However unjust their elimination from Euro 2004 might have seemed at the time, the truth is that England will never go further than the last eight in a major tournament until there is a major rehaul of the Premiership
England’s elimination at Euro 2004 felt like a compilation of all their previous tournament crises. The team tend to rely on survival through attrition, of desperate defending with their “tin hats on”. But that never pays off, so other reasons for failure are found, often involving making a scapegoat of a referee (Urs Meier this year, Kim Milton Nielsen in 1998). This means uncomfortable questions don’t have to be posed, such as whether it’s right to place faith in star names when they are playing as badly as David Beckham, or indeed whether the best English players are in fact especially good in the first place.
The over-reliance on senior players is not a new thing – it is also a part of the enduring “barrack room” hierarchy of the dressing room. English football is overly impressed by seniority, by players being “skipper” or “the guv’nor”. Against England Luiz Felipe Scolari replaced Luís Figo with – of all people – Helder Postiga, who scored the equaliser. An England coach (and Sven, much as the Daily Mail would hate to acknowledge it, is extremely English) would never have done this. People still talk in shocked tones about Graham Taylor substituting Gary Lineker against Sweden at Euro 92 even though they were going out at the time. Beckham should have come off against Portugal, but the press would have torn into Eriksson rather than going on about the referee after they had lost.

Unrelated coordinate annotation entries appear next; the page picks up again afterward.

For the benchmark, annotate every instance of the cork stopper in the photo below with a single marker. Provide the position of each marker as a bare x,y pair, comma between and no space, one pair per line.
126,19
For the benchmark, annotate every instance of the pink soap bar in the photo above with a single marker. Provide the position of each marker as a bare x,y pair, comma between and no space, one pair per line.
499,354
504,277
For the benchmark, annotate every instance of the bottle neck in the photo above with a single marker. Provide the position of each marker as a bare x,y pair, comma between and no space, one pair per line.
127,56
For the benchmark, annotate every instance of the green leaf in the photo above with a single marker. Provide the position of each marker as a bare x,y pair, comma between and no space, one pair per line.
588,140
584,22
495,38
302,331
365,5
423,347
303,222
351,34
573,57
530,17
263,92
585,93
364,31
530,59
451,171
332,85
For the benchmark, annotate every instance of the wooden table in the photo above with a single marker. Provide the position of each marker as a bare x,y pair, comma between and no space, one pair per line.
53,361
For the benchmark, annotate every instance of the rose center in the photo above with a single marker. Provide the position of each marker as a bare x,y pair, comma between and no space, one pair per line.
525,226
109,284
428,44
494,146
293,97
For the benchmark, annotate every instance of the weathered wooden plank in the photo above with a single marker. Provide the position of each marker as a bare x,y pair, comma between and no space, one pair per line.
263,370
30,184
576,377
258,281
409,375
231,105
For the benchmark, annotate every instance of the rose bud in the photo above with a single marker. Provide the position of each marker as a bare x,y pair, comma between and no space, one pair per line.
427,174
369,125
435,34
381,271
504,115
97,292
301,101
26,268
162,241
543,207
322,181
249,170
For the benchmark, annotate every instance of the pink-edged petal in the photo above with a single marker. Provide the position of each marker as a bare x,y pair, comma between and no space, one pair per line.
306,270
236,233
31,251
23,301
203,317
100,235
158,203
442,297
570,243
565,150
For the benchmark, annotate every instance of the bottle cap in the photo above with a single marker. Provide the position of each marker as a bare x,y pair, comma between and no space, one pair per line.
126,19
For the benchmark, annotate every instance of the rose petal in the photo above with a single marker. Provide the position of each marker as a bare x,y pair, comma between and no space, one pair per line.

The way domestic football is played continues to be a major hindrance to the national team. At their clubs England players play in an overly fast physical style, which is encouraged by both the constant blaring hype surrounding “the most exciting league in the world” and by what they hear around them on matchdays. Many English spectators react badly to patient football (“Get rid of it!” is one of the most commonly heard shouts from the crowd at any level here). Supporters like the frantic randomness, the possession changing hands all the time.
Compared to other countries, more English league goals result from defenders’ mistakes rather than creativity. It’s not just a question of English players’ technique not being as good as many of their international opponents – they are also not encouraged to think on the pitch. However much work Eriksson does on the training ground, it is difficult for him to change ingrained attitudes.
It doesn’t help that the wealth of the Premiership confers superstar status on so many. Delusions are encouraged by the way footballers are promoted as individual sportsmen, like tennis players or athletes, rather than members of a team. A truly great player will maintain the same desire to win no matter how wealthy and fêted they might be. But there aren’t many of those around. The question of whether the desire/effort/ desperation/psychotic dedication it takes to be the very best is dissipated by making somebody so rich they need never work again seems to be totally obvious: of course it is. Kieron Dyer, for example, recently seen on television debating whether to add to his collection of sports cars, would surely have had a more successful and focused career if he wasn’t unbelievably wealthy by the age of 25.
In some cases, players are made to look better than they really are at club level by their foreign team-mates. These days, first-choice England players are anyone who can actually get in the first teams of Man Utd, Arsenal, Chelsea and Liverpool; second choice is the best of the rest in the mini-league below the Champions League places. The talent pool has shrunk considerably. Young English players who in past generations would have worked their way through to the first team at top clubs now drop down the divisions or go out on loan.
Arsenal’s David Bentley has been a star of his age group for England at every level so far, including Under-21. But he has been loaned to Norwich because there’s no chance of him getting in the first team at Highbury. In times past the club would have worked with what it had and given him a run in the first team, as happened with George Graham’s young generation. The Scholes, Neville, Butt crop at Man Utd looked extremely green and out of their depth playing in Europe in the mid-1990s. For reasons of finance and faith they were given an extended chance and improved dramatically. They might not have got that chance now and could well have slipped away.
The Premiership with all its attendant hoopla can’t by its current nature provide a national team able to win or come close to winning major competitions against opponents who are technically and tactically superior. Going out at some point in the knockout stage may be England’s lot in perpetuity, unless there is a radical overhaul of our football values. And is there the will to do that?